Not even all women in their 30s. I get maybe 3 messages a month.

I think it has a lot to do with what you're looking for, how many cutesy pictures you have, and whether or not you say right up front that you are married and not looking to fuck around.

Quote:
Originally Posted by BoringGuy View Post
I just don't get it how people GO OUT LOOKING FOR RELATIONSHIPS, like they're shopping for a house. Does this approach EVER WORK? It MUST, or there wouldn't be like all these "dating websites".
Quote:
Originally Posted by JaneQSmythe View Post
BG - I 100% agree with you on this. I have never "Looked For" a relationship in my life - for me they are just something that "happens" as you meet people and incorporate them into your life.
When I was younger (late teens, early 20s) I would sometimes fall into the trap of looking for relationships. It never worked out. If I did meet someone that way, it was short lived and unfulfilling. Whenever I gave up and decided to be happy being single, I would inevitably meet someone who fit right into my life at the time. That was true right up until I met my husband when I had decided I absolutely did not want a serious relationship at the time. Oh Universe, how ironic thou art.
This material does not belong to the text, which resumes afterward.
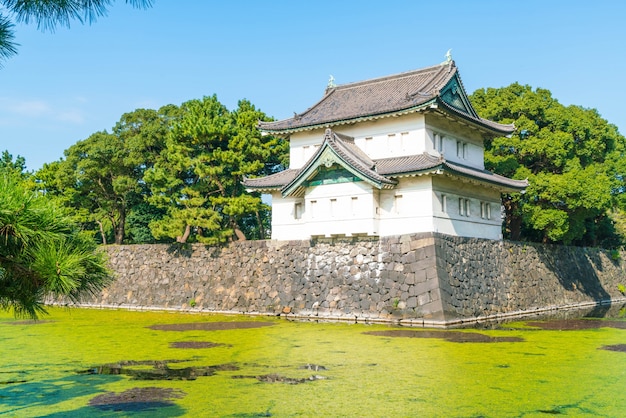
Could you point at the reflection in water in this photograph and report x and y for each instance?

But that being said, I do have a profile on OKC, and I did meet my girlfriend that way. But at the time, neither of us was actually "looking for" a relationship, we were both just open to the possibility of perhaps meeting someone. Since we were both busy people, that seemed a reasonable way to go about it. She had come out of a bad relationship a year before and had taken a break from dating. At the end of the year, she decided to re-open her OKC profile. She saw that we matched around 90% and messaged me with something along the lines of "I always contact cute girls who match me over 90%. I'm not looking for anything necessarily, but would you be interested in coffee?" and it just went smoothly from there.
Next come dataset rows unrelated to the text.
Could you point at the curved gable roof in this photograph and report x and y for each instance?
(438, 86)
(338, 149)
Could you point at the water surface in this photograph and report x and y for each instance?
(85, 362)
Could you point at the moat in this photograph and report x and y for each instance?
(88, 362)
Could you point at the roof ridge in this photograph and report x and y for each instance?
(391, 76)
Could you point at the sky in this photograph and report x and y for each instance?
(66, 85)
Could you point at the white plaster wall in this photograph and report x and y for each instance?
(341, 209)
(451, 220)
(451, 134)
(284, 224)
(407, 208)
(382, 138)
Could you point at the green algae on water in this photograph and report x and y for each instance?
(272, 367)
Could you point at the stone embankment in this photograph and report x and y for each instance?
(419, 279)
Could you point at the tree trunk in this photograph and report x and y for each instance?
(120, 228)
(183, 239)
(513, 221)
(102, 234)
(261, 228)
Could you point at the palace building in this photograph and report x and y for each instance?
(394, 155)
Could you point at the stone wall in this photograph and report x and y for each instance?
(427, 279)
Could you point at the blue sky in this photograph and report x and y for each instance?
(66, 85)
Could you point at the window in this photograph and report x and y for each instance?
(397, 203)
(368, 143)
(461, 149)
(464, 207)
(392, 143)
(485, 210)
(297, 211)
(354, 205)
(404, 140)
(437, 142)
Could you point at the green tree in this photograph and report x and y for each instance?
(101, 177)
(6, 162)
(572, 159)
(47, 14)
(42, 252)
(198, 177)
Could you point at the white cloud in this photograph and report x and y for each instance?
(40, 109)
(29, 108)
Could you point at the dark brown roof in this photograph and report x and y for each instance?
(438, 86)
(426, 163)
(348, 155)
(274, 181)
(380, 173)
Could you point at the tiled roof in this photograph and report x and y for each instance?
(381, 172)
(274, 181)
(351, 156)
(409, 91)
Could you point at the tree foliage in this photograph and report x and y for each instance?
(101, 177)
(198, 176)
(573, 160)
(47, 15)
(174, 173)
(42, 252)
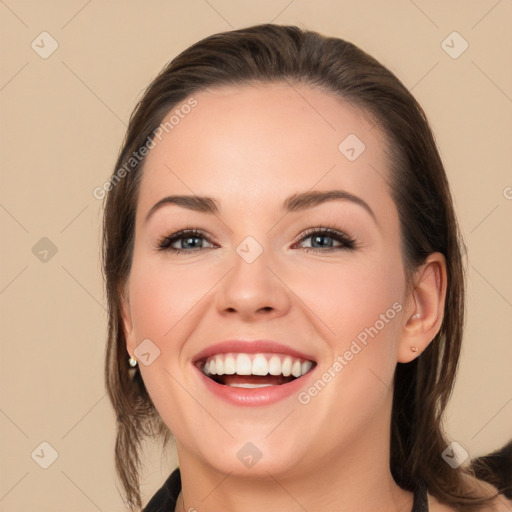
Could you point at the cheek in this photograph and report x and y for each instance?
(350, 298)
(162, 295)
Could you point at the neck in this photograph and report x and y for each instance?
(354, 478)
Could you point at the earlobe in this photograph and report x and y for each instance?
(425, 308)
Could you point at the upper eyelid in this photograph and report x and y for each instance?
(199, 233)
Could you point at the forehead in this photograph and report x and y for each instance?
(258, 143)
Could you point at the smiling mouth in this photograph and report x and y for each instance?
(254, 370)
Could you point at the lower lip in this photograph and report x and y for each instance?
(256, 396)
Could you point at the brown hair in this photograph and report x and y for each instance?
(272, 53)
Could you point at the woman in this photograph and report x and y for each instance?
(284, 275)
I think the #1 most important rule of dating is to be 100% happy and secure with yourself and your life, by yourself. You can't bring anything positive into a relationship if you're looking for it to fill some hole in your life. Nobody [who is healthy] wants to be relied upon to fix you or your situation. Once you have your own life in order and you're happy being single, things tend to just fall into your lap. The catch is you can't try to fool fate by "making yourself happy just so you can find a mate." You have to be sincerely making yourself happy for your own sake.